This is Howard C. Park's blog. Interests: live music, simulations and modeling, languages, iPod, social and business networking, systems thinking, history of science, management, BBQ, trivia, good coffee, organizational learning, traveling, personal histories.
Sunday, January 16, 2005
being a mouthpiece
I recently heard the phrase "being someone's mouthpiece" twice in recent weeks. This got me thinking about how we've come to use this phrase even though there is, in my opinion, a disconnect between the actual meaning of the phrase and the meaning we've assigned to it.

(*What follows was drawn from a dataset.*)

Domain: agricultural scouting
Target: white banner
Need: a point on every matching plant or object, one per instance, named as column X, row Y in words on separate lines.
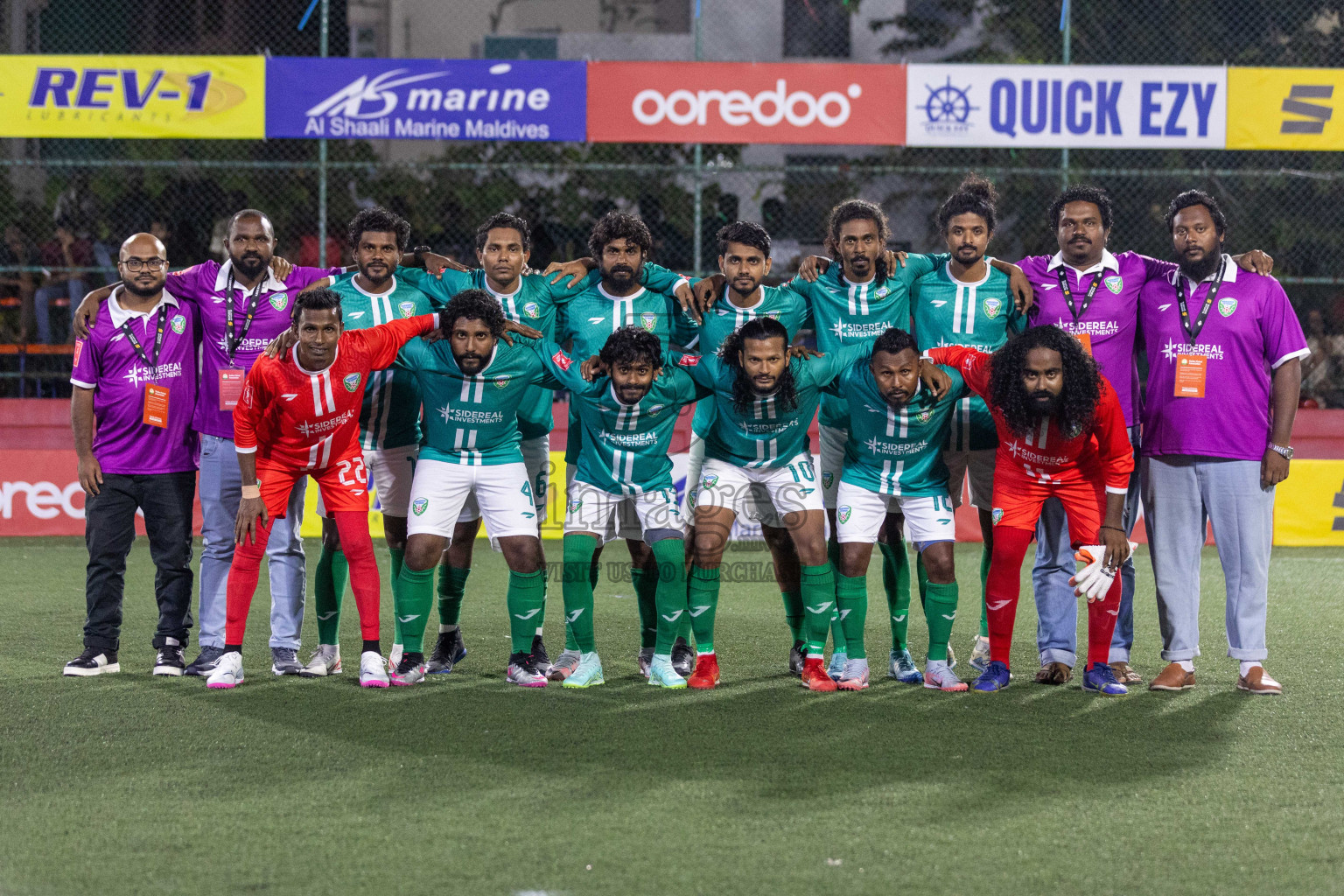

By "mouthpiece", we usually mean that someone is acting the announcer or message carrier for someone else. He/she is being the mouth-surrogate. However, if you look at a mouthpiece of an instrument, it's the place that TAKES the "instructions" of the original player. It's the "bell" or the sound hole that that should mean the message relayer, or perhaps the whole horn is the message relayer. The "mouthpiece" is really more akin to the "ear". Of course, this makes for a confusing analogy.

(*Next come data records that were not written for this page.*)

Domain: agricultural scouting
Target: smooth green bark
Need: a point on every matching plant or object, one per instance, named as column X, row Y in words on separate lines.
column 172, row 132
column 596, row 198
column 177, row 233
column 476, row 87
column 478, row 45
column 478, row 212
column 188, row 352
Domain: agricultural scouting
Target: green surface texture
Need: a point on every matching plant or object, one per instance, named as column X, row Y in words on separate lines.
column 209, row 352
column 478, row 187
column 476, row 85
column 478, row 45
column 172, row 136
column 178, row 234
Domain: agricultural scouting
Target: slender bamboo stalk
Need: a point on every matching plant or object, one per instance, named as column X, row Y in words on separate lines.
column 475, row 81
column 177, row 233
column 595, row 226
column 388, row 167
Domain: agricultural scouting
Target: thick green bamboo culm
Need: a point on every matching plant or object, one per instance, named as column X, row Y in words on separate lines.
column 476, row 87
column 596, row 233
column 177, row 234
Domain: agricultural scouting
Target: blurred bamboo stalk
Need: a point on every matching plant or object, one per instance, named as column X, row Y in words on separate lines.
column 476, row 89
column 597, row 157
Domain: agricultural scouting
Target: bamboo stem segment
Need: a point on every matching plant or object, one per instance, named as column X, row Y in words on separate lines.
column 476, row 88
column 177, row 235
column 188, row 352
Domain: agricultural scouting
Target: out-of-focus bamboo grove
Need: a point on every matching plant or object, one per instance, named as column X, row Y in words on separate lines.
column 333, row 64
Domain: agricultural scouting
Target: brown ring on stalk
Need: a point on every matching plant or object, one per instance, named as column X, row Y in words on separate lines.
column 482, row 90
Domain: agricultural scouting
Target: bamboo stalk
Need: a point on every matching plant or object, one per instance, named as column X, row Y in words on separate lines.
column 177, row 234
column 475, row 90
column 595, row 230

Here's another one: Indian giver. I once read an article that criticized a "defend the Native American" article. The original article tried to warn people that the term "Indian giver" was demeaning to the Native Americans. The article I read reminded us that the term is not really a pejorative towards the Indians, instead; its actually a pejorative towards the white man who would give to the Indians, but then take it away. Think Oklahoma. This, too, is confusing. We're not used to a term that uses one group to really describe another group -- that's alot of thinking for a two-word phrase. We're also not used to mainstream terms that actually take a shot at the mainstream.